The next day she came with a sledgehammer; she wasn’t subtle about anything. She swung away at the glass but it would barely chip and crack with each blow, but she kept at it. She would come day after day and swing away, and I would watch her, in awe and confused at why anyone would go to such lengths to help me escape.
Then came the final blow. She had been at it for months and at the last hit, a spiderweb of cracks covered the case and then it exploded into millions of tiny shards falling to the ground. I stood there, in the middle, completely frozen in fear. She stepped over the piles of glass and came to me. She took both of my hands in hers and she looked straight into my eyes and then kissed me.
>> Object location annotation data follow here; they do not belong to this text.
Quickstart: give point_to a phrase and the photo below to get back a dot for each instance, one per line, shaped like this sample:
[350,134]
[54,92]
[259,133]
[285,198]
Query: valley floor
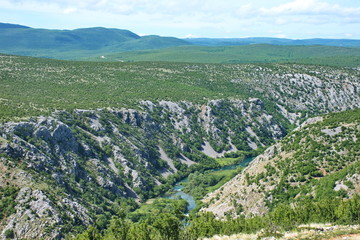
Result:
[309,232]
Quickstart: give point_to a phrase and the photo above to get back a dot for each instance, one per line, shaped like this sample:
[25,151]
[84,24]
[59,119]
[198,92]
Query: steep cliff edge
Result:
[62,170]
[318,159]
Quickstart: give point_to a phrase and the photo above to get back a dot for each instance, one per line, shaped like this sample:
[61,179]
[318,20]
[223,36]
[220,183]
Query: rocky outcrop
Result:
[72,159]
[305,159]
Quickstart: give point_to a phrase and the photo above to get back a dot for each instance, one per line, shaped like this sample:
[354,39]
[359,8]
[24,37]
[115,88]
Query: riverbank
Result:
[198,184]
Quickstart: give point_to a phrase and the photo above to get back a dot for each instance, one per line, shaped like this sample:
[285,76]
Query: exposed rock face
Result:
[305,159]
[68,164]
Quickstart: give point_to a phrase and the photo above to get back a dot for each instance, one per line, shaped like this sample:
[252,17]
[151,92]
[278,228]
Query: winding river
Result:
[191,201]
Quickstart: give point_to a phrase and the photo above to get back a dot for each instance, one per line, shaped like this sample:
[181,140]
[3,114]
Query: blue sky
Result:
[297,19]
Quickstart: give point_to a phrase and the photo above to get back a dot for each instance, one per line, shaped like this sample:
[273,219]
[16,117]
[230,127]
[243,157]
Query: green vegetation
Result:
[32,87]
[7,201]
[324,55]
[78,43]
[283,217]
[319,157]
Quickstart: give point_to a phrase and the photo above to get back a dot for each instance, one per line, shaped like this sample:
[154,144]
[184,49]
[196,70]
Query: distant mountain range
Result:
[92,43]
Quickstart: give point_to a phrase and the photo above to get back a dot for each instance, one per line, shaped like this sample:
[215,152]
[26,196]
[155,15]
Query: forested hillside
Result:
[82,142]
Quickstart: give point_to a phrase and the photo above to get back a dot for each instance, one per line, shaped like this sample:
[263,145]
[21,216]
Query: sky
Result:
[296,19]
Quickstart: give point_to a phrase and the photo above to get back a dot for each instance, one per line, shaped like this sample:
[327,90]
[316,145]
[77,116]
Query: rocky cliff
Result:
[65,170]
[320,159]
[72,166]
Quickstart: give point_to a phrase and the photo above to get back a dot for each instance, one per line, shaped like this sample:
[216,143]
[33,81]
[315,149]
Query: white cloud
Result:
[310,7]
[70,10]
[200,17]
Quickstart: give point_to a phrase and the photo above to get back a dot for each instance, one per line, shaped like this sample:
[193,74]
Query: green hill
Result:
[74,44]
[327,55]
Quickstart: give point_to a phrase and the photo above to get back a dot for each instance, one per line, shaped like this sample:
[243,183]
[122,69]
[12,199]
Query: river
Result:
[191,201]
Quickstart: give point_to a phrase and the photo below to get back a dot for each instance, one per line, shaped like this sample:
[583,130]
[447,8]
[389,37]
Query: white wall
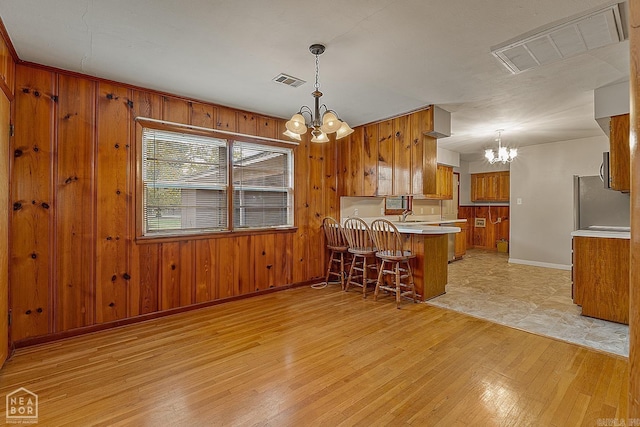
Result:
[542,177]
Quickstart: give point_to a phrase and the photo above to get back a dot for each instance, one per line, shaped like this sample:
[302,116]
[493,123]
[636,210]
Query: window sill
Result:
[142,240]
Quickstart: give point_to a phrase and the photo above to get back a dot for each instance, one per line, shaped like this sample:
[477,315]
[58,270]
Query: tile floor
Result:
[533,299]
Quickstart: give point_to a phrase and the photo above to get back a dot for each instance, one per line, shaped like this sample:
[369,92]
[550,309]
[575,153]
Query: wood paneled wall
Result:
[486,237]
[74,259]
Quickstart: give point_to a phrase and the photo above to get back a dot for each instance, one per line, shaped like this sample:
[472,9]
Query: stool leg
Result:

It was overwhelming. The warmth of having another body so close to yours, the softness of her lips enhanced by the gentle wet caresses of her tongue, feeling her breathe on me, smelling her skin and feeling her warm hands cradle my face as pure emotion and love poured out of her and into me, filling me like I had never imagined in my lonely daydreams.
When she stopped, she took my hand and slowly lead me out. I could smell the fresh air and feel the breeze against my skin and I felt so many emotions that I never knew existed. Thrill. Excitement. Fearlessness. Lust. Confidence.
As I stepped out of the rubble of my glass case, I felt a new creature awaken inside of me.